For details on the SECURE provisions discussed, please see our article reviewing the new legislation.
Mandatory lifetime income disclosure
The new DC lifetime income disclosure requirement applies to benefit statements furnished more than 12 months after DOL issues rules as to how “lifetime income streams” are to be determined and model notices. Sponsors will want to follow (and where appropriate submit comments on) DOL’s regulatory process in this regard.
DC annuity safe harbor
The DC annuity safe harbor is generally effective as of the date of enactment. Sponsors considering the inclusion of an annuity distribution option will want to review the new safe harbor to determine if it addresses their concerns.
Increase the mandatory distribution age to 72
The increase in the mandatory distribution age to 72 is effective for 2020 and only applies to individuals who attain age 701⁄2 in 2020 or later. Thus, the change does not apply to an individual who attained 70 1/2 in 2019 and is only 71 in 2020. Sponsors will want to consult with their recordkeepers/administrators to implement this change. At least one immediate compliance issue likely to require further guidance has been identified with respect to this change: distributions to persons turning 70 1/2 in 2020 will not be “required minimum distributions” and will therefore be subject to different income tax withholding rules. Revision of systems to reflect this change will in many cases not be immediate.
Closed group nondiscrimination relief
Closed group nondiscrimination relief – allowing DB plans that meet certain conditions to be aggregated with DC plans and tested on a benefit accruals basis, without having to satisfy a (burdensome) “gateway” test – is generally effective as of the date of enactment. SECURE includes, however, “special rules” allowing the sponsor to elect: (1) to have the SECURE nondiscrimination relief apply years beginning in 2014; and (2) to reinstate (in certain circumstances) benefit accruals, and/or benefits, rights, and features, that (before the SECURE date of enactment) had been eliminated for a closed class.
IRS has been providing, on a temporary basis, limited nondiscrimination relief for closed groups.
Sponsors with closed group issues will want to review whether to adopt a pre-SECURE-enactment effective date and whether the relief for reinstatement of benefits might apply. They will also want to consult with their actuary about compliance with the new rules generally.
Elimination of certain “stretch” payments to beneficiaries under DC plans
SECURE’s new requirement that payments under DC plans (and IRAs) be made (subject to certain exceptions) within 10 years of the participant’s death generally applies to distributions with respect to employees who die in 2020 or after. There is an exception for certain binding annuity contracts.
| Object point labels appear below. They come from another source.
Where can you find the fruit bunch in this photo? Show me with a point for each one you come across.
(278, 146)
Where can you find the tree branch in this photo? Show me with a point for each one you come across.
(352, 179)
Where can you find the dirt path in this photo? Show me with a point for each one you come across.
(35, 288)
DC plan sponsors will want to review the application of this new rule with their administrator/recordkeeper. Certain issues, e.g., what constitutes a binding annuity contract, may require further clarification by IRS.
Require coverage of long-term part-time employees
SECURE’s requirement that 401(k) plans cover employees working more than 500 but less than 1,000 hours per year for three consecutive years generally applies to plan years beginning after December 31, 2020. For purposes of the new requirement, years beginning before January 1, 2021 are not taken into account. Thus, generally, the first long-term part-time employee will be eligible beginning in 2024.
Increase in the safe harbor auto-escalation cap
SECURE’s increase in the cap on the maximum deferral percentage in a safe harbor 401(k) plan from 10% to 15% is effective in 2020. There is likely to be a lag in programming plan recordkeeping systems to capture this increase. We expect IRS guidance on two issues: Can the increase in the cap on the maximum deferral percentage in a safe harbor plan be increased mid-year (in effect, as a catch up)? How will plans that incorporate the relevant section (Internal Revenue Code section 401(k)(13)(C)(iii)) be required to implement the increased cap?
Credit card loans
The prohibition on credit card loans is effective as of the date of enactment. Immediate implementation is, however, likely to be problematic.
Effective dates more broadly
We would expect that there will be a call for some sort of relief from the consequences of a failure to comply immediately (e.g., as of January 1, 2020) with some of the requirements of SECURE, as sponsors and providers work to understand and then implement required changes.
We will continue to follow these issues.